Il problema del dibattito sul COVID19 è che oggi si parla quasi esclusivamente del virus e non delle reazioni delle persone di fronte alle informazioni del contagio. Se ponessimo l’attenzione su cosa sta accadendo sul piano della cosiddetta opinione pubblica forse dovremmo essere molto più preoccupati di quanto non lo siamo per le conseguenze della diffusione del virus. Come ha scritto il premio Nobel Daniel Kahneman in un libro emblematicamente intitolato ‘Thinking, Fast and Slow’, le aspettative relative alla frequenza e all’intensità degli eventi sono distorte per gli esseri umani dalla prevalenza e dall’intensità emozionale dei messaggi a cui essi sono esposti. Questo vuol dire che le persone mediamente reagiscono in modo completamente irrazionale di fronte a fenomeni descritti in modo tale da fare scattare paure e emozioni.

Quello a cui si sta assistendo oggi di fronte alle notizie dell’arrivo del COVID 19 in Italia è qualcosa che fa vedere molto chiaramente il rapporto tra l’enorme potere assunto dai media e i comportamenti collettivi. L’isteria mediatica è tale da generare fenomeni che niente hanno a che fare con la gestione del problema. Casi di xenofobia e violenza contro i membri delle comunità cinesi e asiatiche sono ormai all’ordine del giorno, le persone modificano le abitudini quotidiane più banali, interi settori commerciali vanno in crisi per paura di entrare in contatto con merci provenienti da zone addirittura lontanissime dall’epicentro dell’epidemia in Cina. Il potere dei media è ormai tale da fare apparire l’effetto del famoso adattamento radiofonico de Guerra dei mondi interpretato di Orson Welles alla CBS il 30 ottobre del 1938 qualcosa di simile a un gioco di ragazzini. Durante la trasmissione Welles che era anche regista e produttore del programma aveva deciso di trasmettere nel corso del programma musicale alcuni comunicati dal vivo simili a quelli dei normali programmi radiofonici in cui gli ascoltatori venivano informati della discesa sulla terra di un gruppo di invasori extraterrestri.
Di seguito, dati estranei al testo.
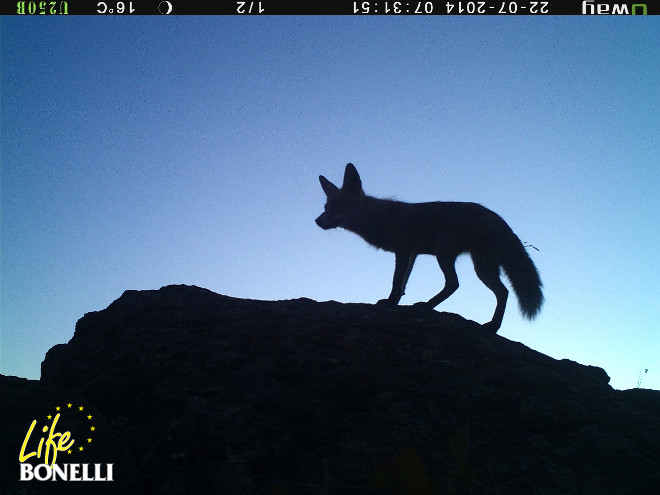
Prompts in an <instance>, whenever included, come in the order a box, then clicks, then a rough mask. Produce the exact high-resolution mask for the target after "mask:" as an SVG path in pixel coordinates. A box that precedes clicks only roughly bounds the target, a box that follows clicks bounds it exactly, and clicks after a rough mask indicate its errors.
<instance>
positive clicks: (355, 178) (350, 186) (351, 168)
mask: <svg viewBox="0 0 660 495" xmlns="http://www.w3.org/2000/svg"><path fill="white" fill-rule="evenodd" d="M341 188H342V189H344V190H347V191H354V192H362V181H361V180H360V175H359V174H358V173H357V169H356V168H355V166H354V165H353V164H352V163H349V164H348V165H346V170H344V184H343V185H342V186H341Z"/></svg>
All’inizio e alla fine della trasmissione era stato annunciato che il programma voleva essere un semplice adattamento di un romanzo. Ciononostante la diffusione nell’etere di informazioni relative a una presunta invasione di marziani creò tra diversi ascoltatori il panico. Si racconta che tra le molte telefonate al centralino del New York Times successive alla diffusione del programma ve ne sia stata una di un uomo che seriamente domandò: “ a che ora è la fine del mondo?”

Ottanta anni dopo la trasmissione di Orson Welles non è più solo il 2% della popolazione a ascoltare un programma radio ma sono oltre il 90% dei cittadini a essere connessi attraverso televisioni, internet e social media ai produttori di informazione. Quello che si sta vedendo plasticamente in questi giorni è che basta l’uso di certi termini, la ripetizione di alcune notizie, la drammatizzazione di certe immagini a influenzare il comportamento di un intera nazione in modo del tutto irrazionale e illogico. Tanti anni fa il presidente degli Stati Uniti Franklin Delano Roosevelt ebbe a dire che “l’unica cosa di cui dobbiamo avere paura, è la paura stessa”. Oggi questo richiamo suona di una drammatica attualità. Chi controlla l’informazione può ottenere dalla massa qualsiasi tipo di comportamento.

Forse la campana del COVID 19 ha suonato un altro requiem, non tanto per la salute dell’umanità, ma per l’idea di una razionalità argomentativa che sta alla base di democrazia come la abbiamo fino a oggi intesa.